Endocytosis of FVIII-IC by MODC
The incubation of FVIII complexed to anti-FVIII IgG resulted in a significant decrease in FVIII uptake by MODC, as compared to FVIII incubated with cells alone. The decrease was more prominent for BO2C11 and LE2E9 IgG, than for BOIIB2 (Figure 3). It was not affected by the change in IgG subclass (Data not shown).
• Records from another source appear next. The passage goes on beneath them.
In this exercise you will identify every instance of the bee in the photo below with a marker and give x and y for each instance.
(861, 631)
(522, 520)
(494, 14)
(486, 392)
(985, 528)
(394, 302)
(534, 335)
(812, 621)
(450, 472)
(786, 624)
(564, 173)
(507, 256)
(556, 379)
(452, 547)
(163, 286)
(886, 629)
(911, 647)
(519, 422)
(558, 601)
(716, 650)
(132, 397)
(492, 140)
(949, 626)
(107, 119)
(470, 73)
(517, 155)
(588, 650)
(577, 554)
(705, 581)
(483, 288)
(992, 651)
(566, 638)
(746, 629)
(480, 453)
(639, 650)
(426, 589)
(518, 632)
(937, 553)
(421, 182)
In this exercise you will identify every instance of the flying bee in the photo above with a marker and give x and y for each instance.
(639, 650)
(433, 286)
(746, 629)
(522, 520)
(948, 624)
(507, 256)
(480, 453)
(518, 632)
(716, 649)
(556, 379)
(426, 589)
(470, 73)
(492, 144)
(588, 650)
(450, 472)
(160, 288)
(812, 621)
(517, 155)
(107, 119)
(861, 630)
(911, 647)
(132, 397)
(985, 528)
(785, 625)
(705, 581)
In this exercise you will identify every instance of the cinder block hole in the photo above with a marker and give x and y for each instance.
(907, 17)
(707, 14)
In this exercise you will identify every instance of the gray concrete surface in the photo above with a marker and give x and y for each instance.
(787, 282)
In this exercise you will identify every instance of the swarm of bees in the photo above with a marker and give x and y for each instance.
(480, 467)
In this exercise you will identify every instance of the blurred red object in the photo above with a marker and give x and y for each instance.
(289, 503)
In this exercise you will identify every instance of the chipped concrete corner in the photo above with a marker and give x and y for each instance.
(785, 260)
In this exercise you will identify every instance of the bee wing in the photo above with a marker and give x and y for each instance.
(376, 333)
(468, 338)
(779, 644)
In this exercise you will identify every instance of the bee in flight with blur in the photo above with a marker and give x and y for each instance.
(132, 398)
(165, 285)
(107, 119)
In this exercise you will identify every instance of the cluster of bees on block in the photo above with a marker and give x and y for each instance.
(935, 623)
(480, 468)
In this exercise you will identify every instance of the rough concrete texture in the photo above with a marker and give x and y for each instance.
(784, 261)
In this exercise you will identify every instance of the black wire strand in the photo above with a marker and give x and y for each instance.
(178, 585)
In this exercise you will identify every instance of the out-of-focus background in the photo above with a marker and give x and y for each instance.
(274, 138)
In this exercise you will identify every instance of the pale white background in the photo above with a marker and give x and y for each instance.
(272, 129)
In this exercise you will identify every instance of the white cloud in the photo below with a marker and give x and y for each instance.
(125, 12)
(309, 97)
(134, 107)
Figure 3 | In vitro FVIII-IC uptake by immature MODC. FVIII-FITC (20 nM) was pre-incubated alone or with 5 molar excess of single IgG1к (BO2C11, BOIIB2, LE2E9) or with a pool of the three IgG1к. Uptake by MODC was analyzed by flow cytometry. Results are expressed as the percentage of the difference of median fluorescence intensity measured at 37°C and 4°C (ΔMFI (37°C – 4°C)), whereby 100% corresponds to ΔMFI obtained with FVIII-FITC alone. Graphs are representative of 2 different donors. Statistical significance was assessed using the non-parametric 2-sided Mann-Whitney test (n.s: non-significant; *: p value < 0.05).

Conclusion

The present work validates the production and functions of human recombinant anti-FVIII antibodies (Abs) in IgG1k and IgG4k formats. The change in IgG subclass was not associated with drastic alteration of IgG functions. The formation of FVIII-IC reduces FVIII endocytosis by MODC, particularly if the IC contains anti-C1 and/or anti-C2 Abs. Future work includes studying the repercussion of the nature of FVIII-IC on FVIII uptake by other types of professional antigen-presenting cells (APCs) including blood DCs, macrophages and B cells, on their maturation and capacity to polarize CD4+ T-cell responses. At term, our findings will foster the rational design of FVIII-IC with tolerogenic properties for the treatment of inhibitor-positive patients.

REFERENCES

  1. Ehrenforth, S. et al. (1992) The Lancet 339, 594–598.
  2. Ljung, R. et al. (2019) Eur. J. Haematol. 102, 111–122.
  3. Minno, G. D. (2014) Haemophilia 20, 27–43.
  4. Kazatchkine, M. D. (1980) Clin Exp Immunol 39, 315–320.
  5. Hartholt, R.B et al. (2017) J. Thromb. Haemost. 15, 329–340.